Total Loss = SFT Cross-Entropy Loss + Latent Distillation Loss (\(\mathcal{L}_{LD}\)) + Explicit Distillation Loss (\(\mathcal{L}_{ED}\))
Teacher Model: L4P (frozen), providing four 4D modalities: depth, flow, motion, and cam-ray.
Training Data: RoboFAC, SAT, VSTI-Bench training set, Wolf.
Baseline Model: NVILA-Lite-8B.

Key Experimental Results¶

Main Results (Non-region Benchmarks)¶

Benchmark	NVILA Baseline	4D-RGPT	Gain
STI-Bench	33.8	37.6	+3.8
VLM4D	46.5	52.7	+6.2
VSTI-Bench	45.2	59.1	+13.9
Average (6 Benchmarks)	-	-	+5.3

R4D-Bench¶

Method	Static	Dynamic	Overall Average
GPT-4o	30.3	47.5	42.8
NVILA-Lite-8B	29.1	41.3	37.9
4D-RGPT-8B (Ours)	32.9	45.7	42.2 (+4.3)

Ablation Study¶

Configuration	STI-Bench	R4D	Description
Baseline	33.8	37.9	No distillation
+ TPE	35.5	39.8	Temporal awareness
+ LD	36.6	41.0	Latent distillation
+ ED	36.9	41.5	Explicit distillation
+ LD + ED (P4D)	37.6	42.2	Full framework

Key Findings¶

Latent and explicit distillation are complementary; both are necessary for optimal performance.
TPE contributes significantly to time-sensitive tasks like speed and acceleration.
P4D outperforms alternative approaches such as direct SFT on 4D data, concatenating 4D features, or 4D positional encodings.
The distillation modules exist only during training, making inference completely overhead-free.

Highlights & Insights¶

The "distill during training, free during inference" design paradigm is elegant—enhancing perception without increasing inference cost.
Dual-branch distillation (latent + explicit) is more effective than single-branch distillation.
R4D-Bench fills a gap in region-level 4D VQA, and its construction pipeline is reusable.
The results reveal that even GPT-4o achieves only 42.8% on region-level 4D reasoning, highlighting the extreme challenge of these problems.

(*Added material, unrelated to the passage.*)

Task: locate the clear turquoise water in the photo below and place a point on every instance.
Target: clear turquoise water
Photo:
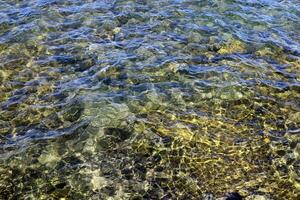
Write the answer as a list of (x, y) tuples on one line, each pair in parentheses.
[(160, 99)]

Limitations & Future Work¶

The quality of the student model is directly bounded by the teacher model (L4P); teacher limitations propagate to the student.
R4D-Bench is converted from existing benchmarks rather than designed with native 4D region-level questions from scratch.
Numerical estimations for speed and displacement in dynamic scenes remain insufficiently accurate.
Verification was limited to an 8B model; larger models might exhibit different behaviors.

vs SpaceR/ViLaSR: RL-based methods optimize via textual rewards without direct 4D perceptual supervision.
vs VG-LLM/SD-VLM: These rely on external 3D models at inference; P4D utilizes training-time distillation for zero-overhead inference.
vs 3DRS: While 3DRS handles static 3D scenes, P4D extends to dynamic 4D environments including optical flow and motion segmentation.

Rating¶

Novelty: ⭐⭐⭐⭐ Innovative combination of training-time 4D distillation and region-level 4D benchmarks.
Experimental Thoroughness: ⭐⭐⭐⭐⭐ Comprehensive testing across 6 external benchmarks plus the internal R4D-Bench, with extensive ablations and baseline comparisons.
Writing Quality: ⭐⭐⭐⭐ Clear architectural diagrams, modular framework description, and reproducible benchmark pipeline.
Value: ⭐⭐⭐⭐ Provides an efficient and general framework for enhancing 4D perception in MLLMs.